Japanese World War II military stragglers are still showing up on the newswires six decades after the end of the conflict. This past week, Japan has been captivated by the return of Uwano Ishinosuke, 83, a former soldier in the Japanese Army who was stranded on Sakhalin Island when the Russians took over, and has been living for the past 50 years in the Ukraine with his Ukranian wife and family. Speaking only Ukranian and travelling on a Ukranian passport, Uwano visited the graves of his parents and some relatives in Iwate prefecture before returning to the Ukraine.
Having last been sighted in 1958, Uwano’s family had had him officially declared as “war dead” and removed from the household register in 2000. Uwano’s existence came to light last year after he asked friends in Ukraine to help him contact the Japanese government and was eventually put into contact with the Japanese consulate in Kiev, which arranged his return visit. The Japanese government estimates that there may be as many as 400 Japanese military stragglers still living in the former Soviet Union, although the whereabouts are known for only 40 of them.

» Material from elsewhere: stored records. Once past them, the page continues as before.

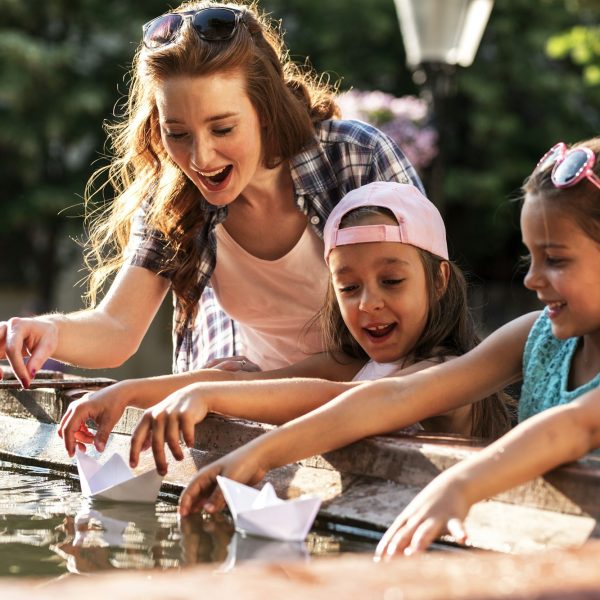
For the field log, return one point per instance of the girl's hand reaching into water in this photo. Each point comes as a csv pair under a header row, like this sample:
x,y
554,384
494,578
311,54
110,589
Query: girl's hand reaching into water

In other straggler news, last year reports of former Japanese soldiers living near a remote village in the Philippines caused the Japanese government to sent an official search party, but the soldiers were not found.
For those interested in learning more about Japanese Imperial Army stragglers, there is a pretty decent book on the topic by Beatrice Trefalt: Japanese Army Stragglers and Memories of the War in Japan, 1950-1975. Unfortunately it is published by RoutledgeCurzon and is therefore prohibitively expensive, so a university library may be the best place to get it.